Panel members — including the five appointed by the borough presidents and eight appointed by Mr. Bloomberg — have usually lined up behind proposals, ever since four years ago, when Mr. Bloomberg averted a veto by firing two appointees who were set to oppose a policy the night before the vote. That policy, cracking down on so-called social promotion by making it more difficult to move out of third grade, is a model for this one.
Manhattan's representative, Patrick Sullivan, is set to vote against the eighth-grade policy today. In a statement, the president of Manhattan, Scott Stringer, said he asked Mr. Sullivan to vote no because retaining students "rarely works."
The president of the Bronx, Adolfo Carrion Jr., sent Schools Chancellor Joel Klein a letter Friday asking him to postpone today's vote. He said the plan fails to map out ways to help students meet the standards and does not demonstrate how the city would pay for extra help given budget cuts.
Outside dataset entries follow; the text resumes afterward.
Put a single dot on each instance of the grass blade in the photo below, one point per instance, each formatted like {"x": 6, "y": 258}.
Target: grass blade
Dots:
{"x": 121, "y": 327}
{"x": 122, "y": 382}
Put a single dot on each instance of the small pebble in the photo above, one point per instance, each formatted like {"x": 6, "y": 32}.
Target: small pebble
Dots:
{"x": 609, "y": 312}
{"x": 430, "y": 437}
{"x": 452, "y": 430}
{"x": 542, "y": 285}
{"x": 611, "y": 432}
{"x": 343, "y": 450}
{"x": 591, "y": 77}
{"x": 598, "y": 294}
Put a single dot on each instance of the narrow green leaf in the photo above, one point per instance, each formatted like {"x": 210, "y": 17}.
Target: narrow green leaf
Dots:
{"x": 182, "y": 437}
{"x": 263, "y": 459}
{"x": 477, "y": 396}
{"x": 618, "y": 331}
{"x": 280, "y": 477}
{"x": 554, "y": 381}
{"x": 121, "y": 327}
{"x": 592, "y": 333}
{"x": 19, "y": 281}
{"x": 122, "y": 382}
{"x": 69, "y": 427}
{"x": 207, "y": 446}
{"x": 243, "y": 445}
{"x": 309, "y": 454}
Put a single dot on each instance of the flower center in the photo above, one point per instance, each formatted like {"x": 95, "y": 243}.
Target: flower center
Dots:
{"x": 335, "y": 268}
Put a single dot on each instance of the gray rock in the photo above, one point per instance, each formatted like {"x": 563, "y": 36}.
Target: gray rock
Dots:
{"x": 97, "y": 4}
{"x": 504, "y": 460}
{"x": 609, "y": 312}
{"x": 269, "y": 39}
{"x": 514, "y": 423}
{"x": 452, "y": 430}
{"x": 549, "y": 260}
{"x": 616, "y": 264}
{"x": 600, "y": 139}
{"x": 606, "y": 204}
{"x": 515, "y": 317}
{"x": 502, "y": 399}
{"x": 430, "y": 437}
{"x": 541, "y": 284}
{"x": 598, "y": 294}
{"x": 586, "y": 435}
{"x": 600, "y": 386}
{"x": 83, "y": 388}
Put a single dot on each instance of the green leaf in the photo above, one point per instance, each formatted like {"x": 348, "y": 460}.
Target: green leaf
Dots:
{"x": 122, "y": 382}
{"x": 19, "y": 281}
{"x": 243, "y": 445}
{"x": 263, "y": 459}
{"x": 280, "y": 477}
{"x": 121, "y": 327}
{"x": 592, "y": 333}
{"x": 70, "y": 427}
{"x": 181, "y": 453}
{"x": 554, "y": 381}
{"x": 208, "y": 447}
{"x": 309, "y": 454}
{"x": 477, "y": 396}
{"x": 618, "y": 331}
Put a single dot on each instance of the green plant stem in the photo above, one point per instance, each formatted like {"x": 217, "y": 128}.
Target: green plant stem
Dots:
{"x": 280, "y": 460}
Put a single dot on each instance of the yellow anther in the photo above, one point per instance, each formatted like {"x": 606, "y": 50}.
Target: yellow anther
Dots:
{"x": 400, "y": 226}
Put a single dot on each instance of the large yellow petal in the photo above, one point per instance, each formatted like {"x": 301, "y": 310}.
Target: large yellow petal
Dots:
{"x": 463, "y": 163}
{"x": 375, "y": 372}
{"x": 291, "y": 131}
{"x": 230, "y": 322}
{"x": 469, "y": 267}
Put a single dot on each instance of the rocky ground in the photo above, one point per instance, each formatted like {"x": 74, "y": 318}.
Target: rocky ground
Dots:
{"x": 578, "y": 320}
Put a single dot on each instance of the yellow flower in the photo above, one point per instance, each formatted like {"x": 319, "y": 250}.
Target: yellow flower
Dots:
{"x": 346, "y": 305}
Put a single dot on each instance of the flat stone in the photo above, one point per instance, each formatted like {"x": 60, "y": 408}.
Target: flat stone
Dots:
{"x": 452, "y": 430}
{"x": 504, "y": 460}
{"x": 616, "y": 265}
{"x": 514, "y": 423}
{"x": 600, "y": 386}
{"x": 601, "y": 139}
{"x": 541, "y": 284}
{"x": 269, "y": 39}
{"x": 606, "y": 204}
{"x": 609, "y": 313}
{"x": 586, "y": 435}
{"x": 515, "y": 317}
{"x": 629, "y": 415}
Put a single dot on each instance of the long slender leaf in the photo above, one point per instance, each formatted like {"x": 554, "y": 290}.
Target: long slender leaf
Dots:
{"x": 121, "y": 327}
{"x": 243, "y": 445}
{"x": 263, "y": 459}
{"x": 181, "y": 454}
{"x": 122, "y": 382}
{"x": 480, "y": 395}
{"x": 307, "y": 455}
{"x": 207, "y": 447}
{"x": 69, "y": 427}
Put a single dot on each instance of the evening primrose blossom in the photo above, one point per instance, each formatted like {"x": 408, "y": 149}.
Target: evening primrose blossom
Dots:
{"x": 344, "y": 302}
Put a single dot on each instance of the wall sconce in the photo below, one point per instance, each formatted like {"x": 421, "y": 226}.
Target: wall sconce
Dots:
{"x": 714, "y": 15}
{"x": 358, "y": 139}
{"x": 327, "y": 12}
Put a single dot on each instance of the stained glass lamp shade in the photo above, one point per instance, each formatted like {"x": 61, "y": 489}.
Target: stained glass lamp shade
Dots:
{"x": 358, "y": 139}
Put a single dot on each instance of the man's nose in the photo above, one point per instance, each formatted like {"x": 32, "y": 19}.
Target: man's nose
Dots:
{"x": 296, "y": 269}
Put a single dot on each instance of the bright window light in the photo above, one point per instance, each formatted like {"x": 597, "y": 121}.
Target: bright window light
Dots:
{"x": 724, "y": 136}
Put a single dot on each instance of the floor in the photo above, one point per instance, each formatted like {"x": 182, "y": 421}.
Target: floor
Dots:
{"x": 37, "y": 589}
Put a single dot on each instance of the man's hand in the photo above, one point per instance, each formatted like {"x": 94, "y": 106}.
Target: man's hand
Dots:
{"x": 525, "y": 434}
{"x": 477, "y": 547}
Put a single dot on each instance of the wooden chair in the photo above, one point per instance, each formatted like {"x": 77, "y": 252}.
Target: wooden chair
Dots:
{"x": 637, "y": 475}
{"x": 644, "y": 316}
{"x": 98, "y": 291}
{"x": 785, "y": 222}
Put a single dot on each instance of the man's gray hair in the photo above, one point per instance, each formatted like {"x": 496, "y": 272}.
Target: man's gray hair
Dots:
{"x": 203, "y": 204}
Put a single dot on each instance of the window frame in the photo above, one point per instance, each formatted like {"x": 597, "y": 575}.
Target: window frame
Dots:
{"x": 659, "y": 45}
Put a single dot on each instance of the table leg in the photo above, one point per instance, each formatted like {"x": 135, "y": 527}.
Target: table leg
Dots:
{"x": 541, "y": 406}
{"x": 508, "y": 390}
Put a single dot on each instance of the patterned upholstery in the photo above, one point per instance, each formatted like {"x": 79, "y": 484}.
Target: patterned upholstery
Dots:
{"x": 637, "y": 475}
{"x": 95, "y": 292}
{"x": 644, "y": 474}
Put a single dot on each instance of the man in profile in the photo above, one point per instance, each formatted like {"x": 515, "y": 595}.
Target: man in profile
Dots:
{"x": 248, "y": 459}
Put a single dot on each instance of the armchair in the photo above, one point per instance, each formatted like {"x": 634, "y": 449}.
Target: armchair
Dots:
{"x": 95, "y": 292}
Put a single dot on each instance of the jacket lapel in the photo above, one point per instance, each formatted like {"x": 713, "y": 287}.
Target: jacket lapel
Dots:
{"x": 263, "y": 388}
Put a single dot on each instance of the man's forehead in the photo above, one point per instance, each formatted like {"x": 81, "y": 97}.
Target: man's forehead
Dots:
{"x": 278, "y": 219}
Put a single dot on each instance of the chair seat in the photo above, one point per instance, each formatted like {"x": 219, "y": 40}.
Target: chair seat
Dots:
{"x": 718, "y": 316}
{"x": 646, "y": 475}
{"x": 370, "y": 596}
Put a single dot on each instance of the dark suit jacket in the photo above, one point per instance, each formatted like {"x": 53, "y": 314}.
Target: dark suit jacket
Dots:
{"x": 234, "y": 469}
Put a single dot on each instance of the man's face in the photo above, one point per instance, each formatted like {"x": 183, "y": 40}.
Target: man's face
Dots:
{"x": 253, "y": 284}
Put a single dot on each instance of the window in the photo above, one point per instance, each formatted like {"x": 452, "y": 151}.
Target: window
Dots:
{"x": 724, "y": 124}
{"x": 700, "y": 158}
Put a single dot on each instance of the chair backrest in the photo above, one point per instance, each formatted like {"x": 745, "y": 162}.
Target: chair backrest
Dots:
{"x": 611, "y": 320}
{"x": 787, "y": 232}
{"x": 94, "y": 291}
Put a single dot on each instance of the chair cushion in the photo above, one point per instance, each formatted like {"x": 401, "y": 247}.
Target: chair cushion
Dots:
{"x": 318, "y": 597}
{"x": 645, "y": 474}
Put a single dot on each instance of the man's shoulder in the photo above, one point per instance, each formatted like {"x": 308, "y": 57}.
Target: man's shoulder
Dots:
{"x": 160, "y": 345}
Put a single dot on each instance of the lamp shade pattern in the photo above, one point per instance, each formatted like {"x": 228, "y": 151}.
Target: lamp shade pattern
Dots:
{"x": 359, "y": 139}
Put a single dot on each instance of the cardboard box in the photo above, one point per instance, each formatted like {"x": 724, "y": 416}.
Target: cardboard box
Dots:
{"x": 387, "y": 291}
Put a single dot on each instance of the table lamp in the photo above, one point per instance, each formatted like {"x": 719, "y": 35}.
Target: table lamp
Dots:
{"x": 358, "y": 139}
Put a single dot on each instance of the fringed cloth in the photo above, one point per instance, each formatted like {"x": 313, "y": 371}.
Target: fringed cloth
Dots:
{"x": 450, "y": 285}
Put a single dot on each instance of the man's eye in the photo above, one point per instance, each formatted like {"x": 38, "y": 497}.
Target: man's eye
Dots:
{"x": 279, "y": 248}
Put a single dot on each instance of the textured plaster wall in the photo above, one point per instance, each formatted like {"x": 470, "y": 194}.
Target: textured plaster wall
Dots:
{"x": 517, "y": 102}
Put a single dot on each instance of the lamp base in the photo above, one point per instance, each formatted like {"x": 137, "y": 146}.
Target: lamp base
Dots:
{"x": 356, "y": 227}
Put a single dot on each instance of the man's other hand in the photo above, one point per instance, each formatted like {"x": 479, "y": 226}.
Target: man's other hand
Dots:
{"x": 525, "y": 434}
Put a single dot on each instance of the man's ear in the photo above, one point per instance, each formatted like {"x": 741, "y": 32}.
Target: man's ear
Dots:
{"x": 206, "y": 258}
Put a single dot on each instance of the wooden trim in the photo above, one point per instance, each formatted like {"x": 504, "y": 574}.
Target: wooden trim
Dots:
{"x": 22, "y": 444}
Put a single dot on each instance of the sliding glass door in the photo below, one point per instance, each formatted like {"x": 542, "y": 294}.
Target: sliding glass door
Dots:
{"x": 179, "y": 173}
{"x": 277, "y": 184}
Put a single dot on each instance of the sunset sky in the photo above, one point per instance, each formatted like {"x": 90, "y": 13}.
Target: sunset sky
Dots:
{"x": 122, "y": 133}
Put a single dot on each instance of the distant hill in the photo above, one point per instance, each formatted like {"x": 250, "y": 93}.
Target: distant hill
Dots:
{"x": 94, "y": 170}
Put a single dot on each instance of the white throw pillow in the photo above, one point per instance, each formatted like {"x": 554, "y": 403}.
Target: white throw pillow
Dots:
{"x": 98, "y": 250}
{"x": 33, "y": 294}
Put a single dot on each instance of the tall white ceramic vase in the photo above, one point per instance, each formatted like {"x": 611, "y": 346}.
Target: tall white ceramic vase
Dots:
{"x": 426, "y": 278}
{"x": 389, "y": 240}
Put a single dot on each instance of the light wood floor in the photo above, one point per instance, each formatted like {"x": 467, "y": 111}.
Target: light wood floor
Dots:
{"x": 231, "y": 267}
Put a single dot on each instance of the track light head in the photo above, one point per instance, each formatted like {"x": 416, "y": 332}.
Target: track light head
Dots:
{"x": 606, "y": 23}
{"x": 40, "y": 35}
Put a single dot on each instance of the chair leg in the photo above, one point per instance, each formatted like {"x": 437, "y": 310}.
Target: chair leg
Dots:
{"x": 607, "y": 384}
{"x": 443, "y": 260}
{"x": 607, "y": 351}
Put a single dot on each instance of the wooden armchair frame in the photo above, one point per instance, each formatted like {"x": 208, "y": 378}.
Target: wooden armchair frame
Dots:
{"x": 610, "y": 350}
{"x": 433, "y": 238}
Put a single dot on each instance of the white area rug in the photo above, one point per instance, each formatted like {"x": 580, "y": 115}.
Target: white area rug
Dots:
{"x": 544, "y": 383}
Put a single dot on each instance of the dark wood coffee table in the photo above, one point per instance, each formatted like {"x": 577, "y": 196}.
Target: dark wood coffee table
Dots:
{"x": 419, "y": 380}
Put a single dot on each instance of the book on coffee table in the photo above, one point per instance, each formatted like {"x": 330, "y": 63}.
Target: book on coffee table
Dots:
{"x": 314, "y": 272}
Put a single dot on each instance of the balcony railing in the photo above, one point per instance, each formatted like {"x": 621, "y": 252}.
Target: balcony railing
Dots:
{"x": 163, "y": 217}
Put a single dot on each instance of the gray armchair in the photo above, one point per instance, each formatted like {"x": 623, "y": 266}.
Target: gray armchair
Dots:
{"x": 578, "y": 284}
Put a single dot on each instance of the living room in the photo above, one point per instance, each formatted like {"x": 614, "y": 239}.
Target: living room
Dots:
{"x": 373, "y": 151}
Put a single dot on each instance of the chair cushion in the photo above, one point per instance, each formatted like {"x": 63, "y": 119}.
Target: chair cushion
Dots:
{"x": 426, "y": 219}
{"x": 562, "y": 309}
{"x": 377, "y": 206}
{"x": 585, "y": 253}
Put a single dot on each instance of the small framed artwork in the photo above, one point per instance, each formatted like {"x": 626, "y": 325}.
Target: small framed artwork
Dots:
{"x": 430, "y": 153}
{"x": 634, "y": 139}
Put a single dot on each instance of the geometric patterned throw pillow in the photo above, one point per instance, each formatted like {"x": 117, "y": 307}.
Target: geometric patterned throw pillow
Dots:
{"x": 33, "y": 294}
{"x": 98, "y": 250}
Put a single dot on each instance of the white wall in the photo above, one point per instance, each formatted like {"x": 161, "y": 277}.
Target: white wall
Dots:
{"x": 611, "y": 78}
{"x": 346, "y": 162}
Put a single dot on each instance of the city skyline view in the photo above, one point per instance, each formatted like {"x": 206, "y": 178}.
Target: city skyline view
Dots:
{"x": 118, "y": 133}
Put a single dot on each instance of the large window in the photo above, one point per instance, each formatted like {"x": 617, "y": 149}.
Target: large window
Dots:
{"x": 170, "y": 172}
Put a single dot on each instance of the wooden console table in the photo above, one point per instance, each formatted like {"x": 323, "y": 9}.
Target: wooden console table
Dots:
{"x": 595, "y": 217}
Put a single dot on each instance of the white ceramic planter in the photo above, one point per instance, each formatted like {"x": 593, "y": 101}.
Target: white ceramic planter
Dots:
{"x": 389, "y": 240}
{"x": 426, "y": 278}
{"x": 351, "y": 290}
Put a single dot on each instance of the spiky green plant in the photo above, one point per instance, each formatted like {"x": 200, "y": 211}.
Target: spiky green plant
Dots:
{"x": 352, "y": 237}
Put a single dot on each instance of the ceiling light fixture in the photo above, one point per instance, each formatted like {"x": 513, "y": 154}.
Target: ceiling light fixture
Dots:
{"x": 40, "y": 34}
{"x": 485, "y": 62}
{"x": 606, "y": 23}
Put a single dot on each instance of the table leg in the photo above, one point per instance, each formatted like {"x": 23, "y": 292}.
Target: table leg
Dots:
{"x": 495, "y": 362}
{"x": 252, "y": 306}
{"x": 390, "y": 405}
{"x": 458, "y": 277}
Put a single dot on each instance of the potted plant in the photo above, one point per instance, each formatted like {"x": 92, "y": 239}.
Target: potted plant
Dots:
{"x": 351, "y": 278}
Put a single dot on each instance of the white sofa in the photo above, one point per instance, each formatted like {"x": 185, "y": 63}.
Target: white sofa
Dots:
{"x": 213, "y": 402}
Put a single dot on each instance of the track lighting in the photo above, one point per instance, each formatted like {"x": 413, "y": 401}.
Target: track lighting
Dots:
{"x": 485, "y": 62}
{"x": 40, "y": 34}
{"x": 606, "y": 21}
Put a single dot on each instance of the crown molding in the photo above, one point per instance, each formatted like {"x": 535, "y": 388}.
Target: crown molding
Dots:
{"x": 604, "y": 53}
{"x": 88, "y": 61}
Messrs. Sullivan and Carrion both noted that an ongoing study of the city's current retention policies being conducted by the RAND Corporation has not yet reached a conclusion. It is to be a longitudinal study that will end in 2009.
The Department of Education's chief operating officer, Photeine Anagnostopoulos, said 2009 would be too long to wait, citing heightening graduation standards phased in for this year's ninth-graders that make it far more difficult to graduate high school. "We really need this policy now," she said. "We can't have those kids going on and setting themselves up for failure."
Data collected by the department also support retention, Ms. Anagnostopoulos said. At all grade levels, the gap in the portion of low-scoring students who pass tests after being retained, versus after a decision not to retain them, is at least 20 percentage points large and often larger, Ms. Anagnostopoulos said.